Convert html to PDF/A1

Hello.
Version Assose 24.2

I have an HTML file. I open it using Aspose.Words and save it as a PDF. Then, using Aspose.PDF.Drawing, I open the resulting PDF file and convert it to PDF/A-1 format and version 1.4. However, after saving the file to disk, the PDF/A-1 format is not applied to the file.
If I repeat the conversion of the last file to PDF/A-1 and 1.4 again, the PDF/A-1 format is applied to the file.
Why doesn’t the conversion apply the first time?

528672e7d317429894c1a1d28cab11d0.zip (2.4 KB)

@PoweRDeaD

To convert an HTML file to PDF/A-1 format using Aspose.Words and Aspose.PDF, you can follow these steps. It seems that you are experiencing an issue where the PDF/A-1 format is not applied on the first conversion attempt. This could be due to the way the conversion process is handled in your code.

Here’s a general approach to ensure that the conversion to PDF/A-1 is applied correctly:

  1. Convert HTML to PDF: First, use Aspose.Words to load your HTML file and save it as a PDF.

  2. Open the PDF with Aspose.PDF: After saving the PDF, open it using Aspose.PDF.

  3. Convert to PDF/A-1: Use the Convert method to convert the PDF to PDF/A-1 format. Make sure to specify the correct parameters for the conversion.

Here is a sample code snippet that demonstrates this process:

using System;
using Aspose.Words;
using Aspose.Pdf;

class Program
{
    static void Main()
    {
        // Load HTML file and save as PDF
        Document doc = new Document("input.html");
        doc.Save("output.pdf");

        // Open the PDF document
        Document pdfDocument = new Document("output.pdf");

        // Convert to PDF/A-1b compliant document
        pdfDocument.Convert("log.xml", PdfFormat.PDF_A_1B, ConvertErrorAction.Delete);

        // Save the output document
        pdfDocument.Save("output_pdfa.pdf");

        Console.WriteLine("PDF file converted to PDF/A-1b compliant PDF.");
    }
}

Troubleshooting the Conversion Issue

If the PDF/A-1 format is not applied on the first attempt, consider the following:

  • Validation: Ensure that the PDF document meets the requirements for PDF/A-1 compliance. The conversion process includes validation, and if the document does not meet the criteria, it may not convert correctly.

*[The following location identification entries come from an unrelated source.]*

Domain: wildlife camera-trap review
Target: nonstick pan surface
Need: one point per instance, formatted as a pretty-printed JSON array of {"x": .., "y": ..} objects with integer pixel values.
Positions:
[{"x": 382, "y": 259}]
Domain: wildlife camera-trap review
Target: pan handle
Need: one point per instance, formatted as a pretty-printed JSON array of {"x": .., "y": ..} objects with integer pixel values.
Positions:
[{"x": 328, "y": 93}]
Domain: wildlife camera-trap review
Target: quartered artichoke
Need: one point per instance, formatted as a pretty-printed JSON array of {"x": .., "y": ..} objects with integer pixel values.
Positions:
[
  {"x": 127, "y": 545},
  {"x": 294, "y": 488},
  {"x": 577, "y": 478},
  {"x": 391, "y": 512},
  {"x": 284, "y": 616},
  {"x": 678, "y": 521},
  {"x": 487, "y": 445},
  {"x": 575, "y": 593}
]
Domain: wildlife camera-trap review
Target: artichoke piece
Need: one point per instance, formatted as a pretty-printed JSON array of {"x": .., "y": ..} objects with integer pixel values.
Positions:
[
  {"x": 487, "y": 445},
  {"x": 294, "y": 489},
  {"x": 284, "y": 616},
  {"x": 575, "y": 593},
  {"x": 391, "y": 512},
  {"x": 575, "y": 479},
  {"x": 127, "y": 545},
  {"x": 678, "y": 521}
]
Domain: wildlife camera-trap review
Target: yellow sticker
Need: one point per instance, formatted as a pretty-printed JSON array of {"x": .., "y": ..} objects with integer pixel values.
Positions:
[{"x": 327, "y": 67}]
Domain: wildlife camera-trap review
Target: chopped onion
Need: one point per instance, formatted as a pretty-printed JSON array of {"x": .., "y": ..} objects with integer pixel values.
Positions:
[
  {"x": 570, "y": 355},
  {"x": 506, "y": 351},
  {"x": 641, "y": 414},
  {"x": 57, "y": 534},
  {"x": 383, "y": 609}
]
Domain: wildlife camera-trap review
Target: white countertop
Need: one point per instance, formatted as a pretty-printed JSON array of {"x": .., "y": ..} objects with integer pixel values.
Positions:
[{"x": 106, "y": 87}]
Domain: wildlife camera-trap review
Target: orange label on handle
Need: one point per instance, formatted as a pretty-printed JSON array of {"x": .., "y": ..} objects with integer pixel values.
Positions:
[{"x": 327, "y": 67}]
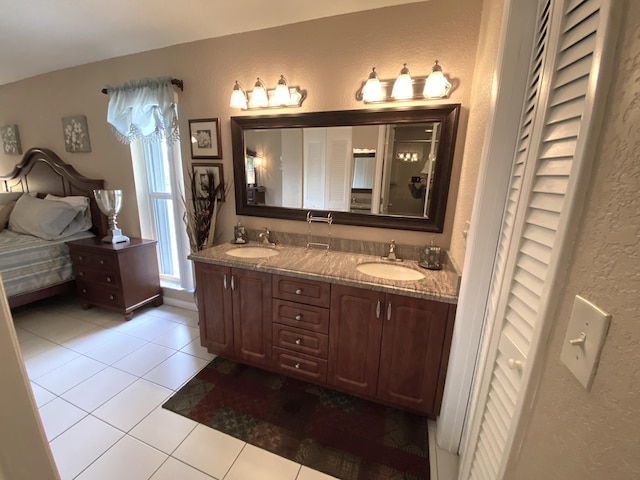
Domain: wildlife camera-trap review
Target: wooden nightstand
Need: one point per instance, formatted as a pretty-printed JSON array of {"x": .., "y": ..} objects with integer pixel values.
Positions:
[{"x": 120, "y": 277}]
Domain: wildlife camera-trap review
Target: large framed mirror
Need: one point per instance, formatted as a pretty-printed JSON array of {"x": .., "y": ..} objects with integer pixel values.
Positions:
[{"x": 388, "y": 168}]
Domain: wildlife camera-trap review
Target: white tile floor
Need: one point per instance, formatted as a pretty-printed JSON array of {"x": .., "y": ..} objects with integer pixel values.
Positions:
[{"x": 99, "y": 383}]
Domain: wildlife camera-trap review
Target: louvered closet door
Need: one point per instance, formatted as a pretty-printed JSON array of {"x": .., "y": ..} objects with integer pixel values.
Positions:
[{"x": 556, "y": 120}]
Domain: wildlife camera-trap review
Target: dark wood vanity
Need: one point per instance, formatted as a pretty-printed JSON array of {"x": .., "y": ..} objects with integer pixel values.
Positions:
[{"x": 386, "y": 347}]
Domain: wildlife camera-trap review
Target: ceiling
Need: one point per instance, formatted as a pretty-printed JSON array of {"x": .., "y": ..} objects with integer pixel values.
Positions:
[{"x": 39, "y": 36}]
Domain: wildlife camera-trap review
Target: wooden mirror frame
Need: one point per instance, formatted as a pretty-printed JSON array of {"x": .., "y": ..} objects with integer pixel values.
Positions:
[{"x": 448, "y": 115}]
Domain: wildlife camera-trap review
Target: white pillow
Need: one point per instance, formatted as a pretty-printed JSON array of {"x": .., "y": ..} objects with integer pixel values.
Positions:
[
  {"x": 79, "y": 201},
  {"x": 44, "y": 218}
]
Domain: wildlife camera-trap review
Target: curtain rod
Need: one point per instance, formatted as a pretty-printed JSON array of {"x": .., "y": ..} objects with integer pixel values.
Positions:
[{"x": 174, "y": 81}]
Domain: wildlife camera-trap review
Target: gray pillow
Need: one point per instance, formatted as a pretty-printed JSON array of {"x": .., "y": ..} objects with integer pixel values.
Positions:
[{"x": 44, "y": 218}]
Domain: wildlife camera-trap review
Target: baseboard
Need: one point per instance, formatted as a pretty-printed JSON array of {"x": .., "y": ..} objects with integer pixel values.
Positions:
[
  {"x": 174, "y": 302},
  {"x": 443, "y": 465}
]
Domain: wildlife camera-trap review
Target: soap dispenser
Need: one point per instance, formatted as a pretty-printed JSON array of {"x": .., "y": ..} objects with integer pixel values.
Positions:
[{"x": 430, "y": 257}]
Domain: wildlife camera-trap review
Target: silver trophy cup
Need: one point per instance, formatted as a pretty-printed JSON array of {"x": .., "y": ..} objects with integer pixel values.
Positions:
[{"x": 110, "y": 202}]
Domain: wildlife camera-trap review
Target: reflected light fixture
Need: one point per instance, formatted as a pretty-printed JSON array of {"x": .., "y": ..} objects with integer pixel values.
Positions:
[
  {"x": 282, "y": 96},
  {"x": 436, "y": 85},
  {"x": 238, "y": 97},
  {"x": 403, "y": 86},
  {"x": 259, "y": 97},
  {"x": 372, "y": 90}
]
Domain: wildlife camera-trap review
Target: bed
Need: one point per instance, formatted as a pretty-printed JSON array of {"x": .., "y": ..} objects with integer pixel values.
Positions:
[{"x": 34, "y": 268}]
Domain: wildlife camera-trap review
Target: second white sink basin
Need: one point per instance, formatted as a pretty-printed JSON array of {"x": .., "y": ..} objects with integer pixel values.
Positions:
[
  {"x": 252, "y": 252},
  {"x": 390, "y": 271}
]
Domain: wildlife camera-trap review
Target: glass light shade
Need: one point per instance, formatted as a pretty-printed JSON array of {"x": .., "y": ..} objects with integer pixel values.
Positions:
[
  {"x": 238, "y": 97},
  {"x": 259, "y": 97},
  {"x": 282, "y": 95},
  {"x": 372, "y": 90},
  {"x": 436, "y": 85},
  {"x": 110, "y": 203},
  {"x": 403, "y": 86}
]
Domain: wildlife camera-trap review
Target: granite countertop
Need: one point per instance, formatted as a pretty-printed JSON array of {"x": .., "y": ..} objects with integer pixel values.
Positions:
[{"x": 340, "y": 268}]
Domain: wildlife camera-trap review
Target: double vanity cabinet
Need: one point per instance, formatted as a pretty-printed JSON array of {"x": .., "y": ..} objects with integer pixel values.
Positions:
[{"x": 383, "y": 346}]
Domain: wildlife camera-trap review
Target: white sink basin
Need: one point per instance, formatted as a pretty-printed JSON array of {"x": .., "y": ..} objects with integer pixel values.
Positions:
[
  {"x": 390, "y": 271},
  {"x": 252, "y": 252}
]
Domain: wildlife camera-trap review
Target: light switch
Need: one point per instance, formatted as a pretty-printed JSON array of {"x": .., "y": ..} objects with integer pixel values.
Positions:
[{"x": 585, "y": 337}]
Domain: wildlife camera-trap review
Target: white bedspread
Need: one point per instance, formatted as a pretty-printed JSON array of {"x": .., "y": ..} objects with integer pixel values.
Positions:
[{"x": 29, "y": 263}]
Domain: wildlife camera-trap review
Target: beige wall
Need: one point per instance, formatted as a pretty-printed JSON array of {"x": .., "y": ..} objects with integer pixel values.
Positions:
[
  {"x": 594, "y": 435},
  {"x": 329, "y": 58}
]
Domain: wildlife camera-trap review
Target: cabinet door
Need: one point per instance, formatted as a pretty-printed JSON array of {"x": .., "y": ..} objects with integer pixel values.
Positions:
[
  {"x": 413, "y": 335},
  {"x": 252, "y": 316},
  {"x": 354, "y": 339},
  {"x": 213, "y": 285}
]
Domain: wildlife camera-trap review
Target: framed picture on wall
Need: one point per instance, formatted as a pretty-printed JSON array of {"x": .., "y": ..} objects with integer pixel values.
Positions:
[
  {"x": 205, "y": 138},
  {"x": 207, "y": 180}
]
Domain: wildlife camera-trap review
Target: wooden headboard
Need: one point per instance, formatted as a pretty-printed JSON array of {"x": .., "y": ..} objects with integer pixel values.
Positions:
[{"x": 42, "y": 171}]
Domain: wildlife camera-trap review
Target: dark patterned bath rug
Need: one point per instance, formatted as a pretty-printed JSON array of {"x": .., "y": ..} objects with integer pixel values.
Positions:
[{"x": 340, "y": 435}]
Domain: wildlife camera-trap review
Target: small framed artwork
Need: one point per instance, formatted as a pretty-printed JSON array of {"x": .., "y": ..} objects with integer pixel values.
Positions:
[
  {"x": 205, "y": 138},
  {"x": 76, "y": 134},
  {"x": 10, "y": 140},
  {"x": 208, "y": 180}
]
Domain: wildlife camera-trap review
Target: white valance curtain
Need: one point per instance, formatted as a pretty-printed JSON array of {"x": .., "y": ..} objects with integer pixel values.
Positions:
[{"x": 144, "y": 109}]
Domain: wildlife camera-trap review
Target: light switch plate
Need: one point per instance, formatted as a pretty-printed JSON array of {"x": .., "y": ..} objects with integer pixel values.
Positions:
[{"x": 590, "y": 323}]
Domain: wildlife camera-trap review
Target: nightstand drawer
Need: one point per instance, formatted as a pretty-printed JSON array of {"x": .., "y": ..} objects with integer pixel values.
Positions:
[
  {"x": 298, "y": 340},
  {"x": 93, "y": 293},
  {"x": 94, "y": 260},
  {"x": 101, "y": 277},
  {"x": 300, "y": 365},
  {"x": 301, "y": 290},
  {"x": 300, "y": 315}
]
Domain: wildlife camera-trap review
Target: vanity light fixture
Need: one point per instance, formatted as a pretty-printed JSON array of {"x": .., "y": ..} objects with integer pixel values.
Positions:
[
  {"x": 436, "y": 85},
  {"x": 261, "y": 97},
  {"x": 405, "y": 87},
  {"x": 372, "y": 90}
]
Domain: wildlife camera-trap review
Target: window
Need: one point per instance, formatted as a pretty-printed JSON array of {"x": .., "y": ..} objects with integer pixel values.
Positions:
[{"x": 158, "y": 177}]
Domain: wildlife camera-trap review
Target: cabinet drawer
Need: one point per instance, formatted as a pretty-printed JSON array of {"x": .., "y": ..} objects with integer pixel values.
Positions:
[
  {"x": 300, "y": 365},
  {"x": 94, "y": 293},
  {"x": 97, "y": 261},
  {"x": 298, "y": 340},
  {"x": 97, "y": 276},
  {"x": 301, "y": 290},
  {"x": 300, "y": 315}
]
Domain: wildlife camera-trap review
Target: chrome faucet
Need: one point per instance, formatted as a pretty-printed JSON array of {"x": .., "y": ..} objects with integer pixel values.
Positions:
[{"x": 264, "y": 237}]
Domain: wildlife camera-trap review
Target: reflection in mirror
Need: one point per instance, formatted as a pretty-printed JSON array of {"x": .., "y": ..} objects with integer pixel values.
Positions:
[{"x": 388, "y": 168}]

  • Logging: Check the log file generated during the conversion process (log.xml). This file can provide insights into any issues encountered during the conversion.

  • Reconversion: As you mentioned, if you convert the resulting PDF again, it works. This might indicate that the initial PDF needs some adjustments or that the conversion process requires a second pass to ensure compliance.

If you continue to face issues, please provide more details about the specific errors or behaviors you observe during the conversion process.

Sources:
[1]: PDFToPDFA.cs

The PDF file obtained from the HTML file passes validation, and the conversion result is always true.

@PoweRDeaD
Let me investigate a bit this issue, I’ll write you back as soon as possible

@PoweRDeaD
Thank you for your patience
I tested with 25.3 version of Aspose Drawing the code you provided and issue wasn’t reproduced, probably it was already solved
Here’s result of first iteration of PDF_A_1A conversion, Adobe Acrobat and VeraPDf shows that no problems were found
first_iteration_of_PDFA_convert.png (82.3 KB)
investigation_results.zip (207.0 KB)
here’re attached files and code I used:

Save(fileNameHtml, fileName, 100);

// First Convert
using (var pdfDocument = new Aspose.Pdf.Document(fileName))
{
    ConvertCollageToOtherPdfVersion(pdfDocument, PdfFormat.PDF_A_1A, PdfVersion.v_1_4);

    pdfDocument.Save(fileName1);
}
using (var pdfDocument = new Aspose.Pdf.Document(fileName1))
{
    Console.WriteLine(string.Format("Result of first document validation is {0}",
        pdfDocument.Validate(new MemoryStream(), PdfFormat.PDF_A_1A)));
}

// Convert again
using (var pdfDocument = new Aspose.Pdf.Document(fileName1))
{
    ConvertCollageToOtherPdfVersion(pdfDocument, PdfFormat.PDF_A_1A, PdfVersion.v_1_4);

    pdfDocument.Save(fileName2);
}

using (var pdfDocument = new Aspose.Pdf.Document(fileName2))
{
    Console.WriteLine(string.Format("Result of second document validation  is {0}",
        pdfDocument.Validate(new MemoryStream(), PdfFormat.PDF_A_1A)));
}

What version of Aspose Drawing did you use?

Version Aspose 24.2

@PoweRDeaD
in this case I would recommend to upgrade version and see if the issue is still present.